Suppose you’re solving a Dijkstra’s algorithm problem and need to use a priority queue. Currently, in Python, you might implement it like this:

import heapq

reference_point = (0, 0)

def squared_distance(point):
    x0, y0 = reference_point
    return (point[0] - x0) ** 2 + (point[1] - y0) ** 2


heap = []

points = [(1, 2), (3, 4), (-1, -1), (0, 0), (2, -2)]
for point in points:
    distance = squared_distance(point)
    heapq.heappush(heap, (distance, point))

Suppose, I’ve made changes to the Python implementation of heapq module to allow using a custom comparator function. Now, you can write:

import heapq

reference_point = (0, 0)

def point_comparator(p1, p2):
    x0, y0 = reference_point
    d1 = (p1[0] - x0) ** 2 + (p1[1] - y0) ** 2
    d2 = (p2[0] - x0) ** 2 + (p2[1] - y0) ** 2
    return (d1 > d2) - (d1 < d2)

heap = []
points = [(1, 2), (3, 4), (-1, -1), (0, 0), (2, -2)]
for point in points:
    heapq.heappush(heap, point, comparator=point_comparator)

The latter is very intuitive, and most language containers implementing priority_queue provide a way to pass a comparator function.

I understand that there are many open-source packages offering various implementations in different styles—functional, object-oriented, or other paradigms—but in coding competitions and interview settings, people are often not allowed to use these packages.

yes @Alex-Wasowicz ,I also didn’t find any request. I think we can agree that most competitive programmers use C++, and those who use Python have adapted their approaches accordingly, often starting from high school.

In response to @chepner , yes, the first thing that came to mind was to create an object and define the lt and other comparison methods. However, why should we use an object that takes extra memory when we can use a tuple?

Should I create a ticket for this? I was planning to post a new question about adding an optional comparator to heapq.

Exactly, I took the real problem he is trying to solve, ignored his suggestion of adding a new module, and proposed a solution. What do you think—should I create a ticket and work on it?
A lot of people have supported it.

I read somewhere that at least one core developer needs to support the idea, so I’m waiting for Eric V. Smith to confirm.

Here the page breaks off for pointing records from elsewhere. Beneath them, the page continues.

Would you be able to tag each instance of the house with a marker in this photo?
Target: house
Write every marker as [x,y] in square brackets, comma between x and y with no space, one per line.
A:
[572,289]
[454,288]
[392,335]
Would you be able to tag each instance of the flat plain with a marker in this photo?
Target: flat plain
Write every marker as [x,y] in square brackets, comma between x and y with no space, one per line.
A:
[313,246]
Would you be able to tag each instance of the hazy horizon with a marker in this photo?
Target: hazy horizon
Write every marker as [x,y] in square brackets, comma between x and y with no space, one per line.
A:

Unfortunately, Dijkstra’s algorithm will not benefit from this much, and it will even be a bit slower.

b = (1, 'a')
a = (1, 'b')
%timeit a < b    # 55.6 ns
# vs
IG0 = opr.itemgetter(0)
%timeit IG0(a) < IG0(b)    # 58.6 ns

Proposed functionality is useful for more complex situations nevertheless.

P.S. Standard argument name is key - “key function”.

On the other hand, if implemented correctly, it should be a bit faster as it would only call it once for new item, while use it many times.

Extra mile for maximum performance would be to hold parallel structure of extracted values so that key function is called only once for each item.

Would you be willing to show your implementation? I am quite curious.